OpenAI’s ChatGPT made its debut in Japanese parliamentary deliberations, with the premier fielding questions from an opposition lawmaker that were drawn up with the help of the chatbot.
Kazuma Nakatani, of the Constitutional Democratic Party, said in a session of parliament Wednesday that he asked ChatGPT: “What kind of questions would you ask the prime minister if you were a member of the lower house of parliament?” He then used those responses to form questions for Prime Minister Fumio Kishida during a discussion around a draft amendment related to Covid-19 pandemic policy.
Among the questions drawn up by ChatGPT were: “On the bill about Covid policy revision, do you think you have listened to the opinion of local government and health-care workers enough? And could you tell us how those people involved are responding to it?”
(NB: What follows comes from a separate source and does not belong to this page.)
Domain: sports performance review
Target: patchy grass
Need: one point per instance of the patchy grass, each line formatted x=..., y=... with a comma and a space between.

While the use of the chatbot may have been a whimsical inclusion of novel technology in otherwise extremely regimented proceedings, there is growing concern about the pace at which artificial intelligence is being adopted.
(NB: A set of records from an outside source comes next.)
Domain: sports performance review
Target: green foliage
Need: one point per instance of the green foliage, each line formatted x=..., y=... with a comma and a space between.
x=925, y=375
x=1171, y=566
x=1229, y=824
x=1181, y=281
Read More: The AI Arms Race Is Changing Everything
AI experts and industry leaders, including Elon Musk, University of California Berkeley computer science professor Stuart Russell and Apple Inc. co-founder Steve Wozniak, this week called on developers to hit the pause button on training powerful AI models. More than 1,100 people in the industry signed a petition calling for a six-month break from training systems more powerful than the latest iteration behind ChatGPT, in order to allow for the development of shared safety protocols.
Japan’s parliamentary sessions are highly orchestrated affairs. Questions are submitted in advance, with the premier and most Japanese government ministers usually relying on reams of prepared text that they carry with them and from which they read in response.
Kishida responded to the ChatGPT-assisted questions with text prepared with the help of relevant government officials.